# Hyatt Vacation Club Platinum Program



## diegorico (Aug 28, 2022)

I figured others would find the 2022 Hyatt Vacation Club Platinum Program Point Evaluation Schedule and the Interval International Exchange Point Evaluation Schedule useful (see attached).


----------



## diegorico (Sep 7, 2022)

By looking at contracts that are for sale, I was able to get a fairly accurate cost assessment of Hyatt Vacation Club Platinum Points vs contract size.

A couple observations:

Anything < 240,000 points is quite costly in terms of cost per point.
After about 360,000 points the savings in cost per point levels off quite a bit.
Conclusions:

Don't buy anything less than 240,000 points; and consider upping your minimum consideration to 300,000-360,000 if you know you can use the points. Keep in mind that you can roll-over points as part of the program.
Anything above 360,000 points and you are still getting a cost per point savings, it's just incrementally less significant.


----------



## diegorico (Sep 9, 2022)

I figured others might find the Hyatt Vacation Club Platinum Program Rules and Regulations helpful. It goes into detail of how the reservation system works. I've also attached the Platinum Priority benefit summaries.


----------



## diegorico (Sep 11, 2022)

The Platinum Points to World of Hyatt conversion will be 3:1 in increments of 20K for a $143 transaction fee starting in 2023. For smaller accounts, I would say it's not a good value. 

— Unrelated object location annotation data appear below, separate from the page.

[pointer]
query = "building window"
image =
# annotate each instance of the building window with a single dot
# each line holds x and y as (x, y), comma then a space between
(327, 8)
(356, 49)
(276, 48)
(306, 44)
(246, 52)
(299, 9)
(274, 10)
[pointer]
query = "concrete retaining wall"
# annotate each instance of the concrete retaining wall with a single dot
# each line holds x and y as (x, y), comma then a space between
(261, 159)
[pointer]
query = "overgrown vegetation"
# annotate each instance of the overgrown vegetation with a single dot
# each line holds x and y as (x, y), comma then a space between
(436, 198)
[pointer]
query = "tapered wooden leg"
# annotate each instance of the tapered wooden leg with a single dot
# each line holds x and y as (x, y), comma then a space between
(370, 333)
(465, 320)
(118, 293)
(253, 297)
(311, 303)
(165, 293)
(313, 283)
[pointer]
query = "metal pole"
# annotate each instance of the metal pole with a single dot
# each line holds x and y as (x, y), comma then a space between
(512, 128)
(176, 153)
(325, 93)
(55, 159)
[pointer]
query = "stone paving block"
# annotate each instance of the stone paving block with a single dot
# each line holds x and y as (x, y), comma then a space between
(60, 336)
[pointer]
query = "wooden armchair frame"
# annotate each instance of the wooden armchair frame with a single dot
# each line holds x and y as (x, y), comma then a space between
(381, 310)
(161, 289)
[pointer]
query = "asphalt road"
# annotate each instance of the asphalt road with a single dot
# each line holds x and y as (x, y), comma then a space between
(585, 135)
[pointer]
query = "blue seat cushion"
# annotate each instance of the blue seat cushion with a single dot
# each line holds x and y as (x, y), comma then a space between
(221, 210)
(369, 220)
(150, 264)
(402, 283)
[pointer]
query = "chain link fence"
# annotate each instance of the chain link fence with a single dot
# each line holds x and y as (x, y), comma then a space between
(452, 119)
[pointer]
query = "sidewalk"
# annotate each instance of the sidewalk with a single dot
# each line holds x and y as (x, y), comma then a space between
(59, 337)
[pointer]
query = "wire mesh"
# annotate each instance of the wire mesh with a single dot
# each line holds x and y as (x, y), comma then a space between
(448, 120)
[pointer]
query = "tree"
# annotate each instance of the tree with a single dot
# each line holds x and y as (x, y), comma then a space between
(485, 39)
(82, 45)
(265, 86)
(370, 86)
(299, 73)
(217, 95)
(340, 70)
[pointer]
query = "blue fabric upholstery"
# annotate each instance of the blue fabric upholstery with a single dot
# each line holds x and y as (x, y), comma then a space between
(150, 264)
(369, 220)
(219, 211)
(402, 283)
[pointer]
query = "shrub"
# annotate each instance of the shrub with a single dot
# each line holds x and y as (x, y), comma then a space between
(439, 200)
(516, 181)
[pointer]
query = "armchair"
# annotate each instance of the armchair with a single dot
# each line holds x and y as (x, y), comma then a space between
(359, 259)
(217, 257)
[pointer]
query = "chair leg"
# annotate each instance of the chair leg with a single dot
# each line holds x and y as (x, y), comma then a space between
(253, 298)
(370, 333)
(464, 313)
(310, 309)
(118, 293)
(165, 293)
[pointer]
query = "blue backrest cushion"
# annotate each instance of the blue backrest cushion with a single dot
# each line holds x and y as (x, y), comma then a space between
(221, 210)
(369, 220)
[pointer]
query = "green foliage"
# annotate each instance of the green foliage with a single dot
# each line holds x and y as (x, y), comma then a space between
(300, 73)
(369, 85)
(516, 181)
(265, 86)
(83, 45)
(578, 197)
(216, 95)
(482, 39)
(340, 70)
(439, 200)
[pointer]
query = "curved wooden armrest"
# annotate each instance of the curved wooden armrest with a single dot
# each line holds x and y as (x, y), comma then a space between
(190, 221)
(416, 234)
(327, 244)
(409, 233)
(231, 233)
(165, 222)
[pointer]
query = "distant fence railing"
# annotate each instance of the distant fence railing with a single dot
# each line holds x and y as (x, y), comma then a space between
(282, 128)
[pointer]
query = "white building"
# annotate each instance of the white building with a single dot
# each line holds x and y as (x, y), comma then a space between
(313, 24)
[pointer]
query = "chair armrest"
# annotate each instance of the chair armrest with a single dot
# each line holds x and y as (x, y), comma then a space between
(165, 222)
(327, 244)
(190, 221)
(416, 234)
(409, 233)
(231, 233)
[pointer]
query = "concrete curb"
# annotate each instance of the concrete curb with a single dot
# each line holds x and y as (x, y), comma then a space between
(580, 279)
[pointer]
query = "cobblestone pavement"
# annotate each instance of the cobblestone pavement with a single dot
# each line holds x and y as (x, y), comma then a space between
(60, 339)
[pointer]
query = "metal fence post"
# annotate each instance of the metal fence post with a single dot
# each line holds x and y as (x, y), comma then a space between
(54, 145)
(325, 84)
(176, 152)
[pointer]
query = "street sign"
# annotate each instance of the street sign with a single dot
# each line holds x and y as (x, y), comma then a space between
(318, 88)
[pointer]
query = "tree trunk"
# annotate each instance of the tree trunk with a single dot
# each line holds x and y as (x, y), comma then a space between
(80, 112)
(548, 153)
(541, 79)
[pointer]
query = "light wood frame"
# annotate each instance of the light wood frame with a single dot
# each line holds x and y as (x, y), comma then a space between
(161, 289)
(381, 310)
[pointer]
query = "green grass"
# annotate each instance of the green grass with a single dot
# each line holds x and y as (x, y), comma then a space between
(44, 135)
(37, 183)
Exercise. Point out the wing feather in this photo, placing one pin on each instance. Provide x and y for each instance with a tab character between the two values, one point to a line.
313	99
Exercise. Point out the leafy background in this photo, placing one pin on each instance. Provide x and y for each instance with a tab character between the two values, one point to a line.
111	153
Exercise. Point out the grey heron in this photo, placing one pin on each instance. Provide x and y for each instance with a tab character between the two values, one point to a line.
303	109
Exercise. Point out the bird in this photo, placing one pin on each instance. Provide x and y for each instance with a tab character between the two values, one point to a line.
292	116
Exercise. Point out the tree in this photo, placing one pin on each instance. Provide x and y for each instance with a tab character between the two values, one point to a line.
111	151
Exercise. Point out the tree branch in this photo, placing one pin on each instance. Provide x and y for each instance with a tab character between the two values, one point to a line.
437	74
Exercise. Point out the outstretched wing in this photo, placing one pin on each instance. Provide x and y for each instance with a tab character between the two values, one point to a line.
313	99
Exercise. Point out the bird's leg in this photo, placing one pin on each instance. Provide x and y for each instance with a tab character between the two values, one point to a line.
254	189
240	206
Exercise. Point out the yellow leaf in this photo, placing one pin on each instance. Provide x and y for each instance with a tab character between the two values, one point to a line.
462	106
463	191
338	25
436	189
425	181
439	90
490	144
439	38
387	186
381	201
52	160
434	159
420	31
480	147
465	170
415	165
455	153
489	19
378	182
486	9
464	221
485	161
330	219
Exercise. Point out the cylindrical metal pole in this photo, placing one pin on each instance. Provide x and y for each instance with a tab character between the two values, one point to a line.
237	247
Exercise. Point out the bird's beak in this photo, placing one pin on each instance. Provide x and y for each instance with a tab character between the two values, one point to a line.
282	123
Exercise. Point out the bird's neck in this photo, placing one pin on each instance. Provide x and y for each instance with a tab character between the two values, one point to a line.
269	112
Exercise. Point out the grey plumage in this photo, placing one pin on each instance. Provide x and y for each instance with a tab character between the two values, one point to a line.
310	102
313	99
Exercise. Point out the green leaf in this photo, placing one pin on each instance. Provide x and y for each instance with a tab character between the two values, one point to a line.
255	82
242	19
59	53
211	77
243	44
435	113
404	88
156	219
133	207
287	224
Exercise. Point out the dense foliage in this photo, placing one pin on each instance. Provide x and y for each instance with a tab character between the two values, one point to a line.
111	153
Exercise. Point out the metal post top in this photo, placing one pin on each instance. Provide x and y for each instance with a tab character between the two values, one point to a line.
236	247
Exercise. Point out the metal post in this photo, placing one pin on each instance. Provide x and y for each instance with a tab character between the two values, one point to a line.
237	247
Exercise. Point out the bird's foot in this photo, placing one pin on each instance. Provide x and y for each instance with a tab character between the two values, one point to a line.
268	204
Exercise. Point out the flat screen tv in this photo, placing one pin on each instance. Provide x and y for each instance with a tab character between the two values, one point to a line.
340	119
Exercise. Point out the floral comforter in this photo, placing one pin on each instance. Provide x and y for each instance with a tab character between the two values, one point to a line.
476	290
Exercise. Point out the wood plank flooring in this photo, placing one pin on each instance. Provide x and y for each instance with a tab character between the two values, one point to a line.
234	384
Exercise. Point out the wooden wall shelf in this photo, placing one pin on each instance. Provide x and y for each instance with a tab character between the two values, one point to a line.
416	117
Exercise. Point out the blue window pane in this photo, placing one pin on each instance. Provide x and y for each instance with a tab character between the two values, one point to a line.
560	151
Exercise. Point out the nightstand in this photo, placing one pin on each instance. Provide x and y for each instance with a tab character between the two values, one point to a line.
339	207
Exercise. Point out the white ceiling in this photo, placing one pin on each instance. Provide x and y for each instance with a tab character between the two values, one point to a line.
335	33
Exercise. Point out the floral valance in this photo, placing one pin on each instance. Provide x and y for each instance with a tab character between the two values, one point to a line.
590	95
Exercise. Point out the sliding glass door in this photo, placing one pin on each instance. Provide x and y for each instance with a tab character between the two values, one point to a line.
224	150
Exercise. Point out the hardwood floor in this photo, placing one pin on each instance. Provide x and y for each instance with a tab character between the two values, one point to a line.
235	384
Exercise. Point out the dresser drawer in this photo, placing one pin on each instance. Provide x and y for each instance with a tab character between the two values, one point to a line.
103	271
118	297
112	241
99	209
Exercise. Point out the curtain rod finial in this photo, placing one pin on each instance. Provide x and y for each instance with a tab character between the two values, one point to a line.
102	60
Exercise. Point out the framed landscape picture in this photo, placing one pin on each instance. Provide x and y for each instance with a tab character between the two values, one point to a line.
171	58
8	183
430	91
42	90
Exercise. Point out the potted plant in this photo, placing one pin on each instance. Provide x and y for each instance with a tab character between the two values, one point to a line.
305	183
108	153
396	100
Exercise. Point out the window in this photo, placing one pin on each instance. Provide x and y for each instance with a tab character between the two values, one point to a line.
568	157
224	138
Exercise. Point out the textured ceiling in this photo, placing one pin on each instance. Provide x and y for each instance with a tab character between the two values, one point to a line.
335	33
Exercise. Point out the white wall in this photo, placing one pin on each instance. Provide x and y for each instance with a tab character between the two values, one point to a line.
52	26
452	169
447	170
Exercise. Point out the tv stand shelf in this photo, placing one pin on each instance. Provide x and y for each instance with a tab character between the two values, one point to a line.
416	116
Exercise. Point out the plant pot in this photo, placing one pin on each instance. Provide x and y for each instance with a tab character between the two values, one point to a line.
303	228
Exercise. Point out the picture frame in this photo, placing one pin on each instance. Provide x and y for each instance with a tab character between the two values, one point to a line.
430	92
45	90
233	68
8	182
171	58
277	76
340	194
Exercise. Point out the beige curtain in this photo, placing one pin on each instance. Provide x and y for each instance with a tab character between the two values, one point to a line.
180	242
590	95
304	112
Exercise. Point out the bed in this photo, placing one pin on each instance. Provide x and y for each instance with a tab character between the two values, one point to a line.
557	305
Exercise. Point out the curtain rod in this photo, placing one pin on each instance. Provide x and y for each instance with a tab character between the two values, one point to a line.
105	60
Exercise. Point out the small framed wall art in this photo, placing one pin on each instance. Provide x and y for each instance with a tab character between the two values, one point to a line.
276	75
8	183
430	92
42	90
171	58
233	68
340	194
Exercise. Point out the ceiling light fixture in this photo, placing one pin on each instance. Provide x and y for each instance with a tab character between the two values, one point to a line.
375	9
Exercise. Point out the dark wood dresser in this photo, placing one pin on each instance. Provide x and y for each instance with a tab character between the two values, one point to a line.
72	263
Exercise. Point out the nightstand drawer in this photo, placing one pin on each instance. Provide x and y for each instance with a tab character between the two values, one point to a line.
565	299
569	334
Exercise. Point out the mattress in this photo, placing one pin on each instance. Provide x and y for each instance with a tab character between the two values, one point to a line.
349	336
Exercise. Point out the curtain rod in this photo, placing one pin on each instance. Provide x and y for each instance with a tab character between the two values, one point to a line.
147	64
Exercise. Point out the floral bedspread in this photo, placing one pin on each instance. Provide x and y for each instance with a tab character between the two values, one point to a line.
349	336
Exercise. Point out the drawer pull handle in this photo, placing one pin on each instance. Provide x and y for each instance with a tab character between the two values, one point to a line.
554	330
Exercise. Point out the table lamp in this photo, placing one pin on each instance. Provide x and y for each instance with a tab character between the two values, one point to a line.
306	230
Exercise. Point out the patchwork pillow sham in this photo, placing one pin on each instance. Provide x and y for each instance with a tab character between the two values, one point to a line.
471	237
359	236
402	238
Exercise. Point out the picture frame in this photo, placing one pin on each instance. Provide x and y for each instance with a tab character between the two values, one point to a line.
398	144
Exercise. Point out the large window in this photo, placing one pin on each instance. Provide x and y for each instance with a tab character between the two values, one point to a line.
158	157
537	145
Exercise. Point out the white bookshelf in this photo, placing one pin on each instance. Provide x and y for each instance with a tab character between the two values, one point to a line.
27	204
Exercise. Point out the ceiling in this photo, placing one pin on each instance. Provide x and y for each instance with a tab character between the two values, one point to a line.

For bigger accounts, and if you convert a sizable amount of points to spread the transaction fee cost, it represents only a decent value. In general, World of Hyatt points are worth a 1.7¢ a point.


----------



## diegorico (Nov 2, 2022)

I just completed a resale purchase of a Hyatt Vacation Club Platinum Points contract in case anyone has any questions about the process, or any limitations placed on resale owners. I'd be happy to answer them.


----------



## Sis8213 (Dec 8, 2022)

diegorico said:


> I just completed a resale purchase of a Hyatt Vacation Club Platinum Points contract in case anyone has any questions about the process, or any limitations placed on resale owners. I'd be happy to answer them.


I spent an hour trying to reset my Tugg password and then find this thread again and may have missed pertinent information if so my apologie. What is this program? I’ve seen multiple listings for point resales and someone posted a very lengthy email sent from Hyatt, but can’t seem to find much info on it. One of the things I saw was the exchange rate from the Vacation Club points to World of Hyatt but does that apply to resale points? What are the maintenance fees, pros and cons versus Hyatt Residence Club? Any info you have time to share would be appreciated


----------



## diegorico (Dec 9, 2022)

Sis8213 said:


> I spent an hour trying to reset my Tugg password and then find this thread again and may have missed pertinent information if so my apologie. What is this program? I’ve seen multiple listings for point resales and someone posted a very lengthy email sent from Hyatt, but can’t seem to find much info on it. One of the things I saw was the exchange rate from the Vacation Club points to World of Hyatt but does that apply to resale points? What are the maintenance fees, pros and cons versus Hyatt Residence Club? Any info you have time to share would be appreciated


Hyatt Vacation Club Platinum Points is the new name for the former Welks Resorts Platinum Points. 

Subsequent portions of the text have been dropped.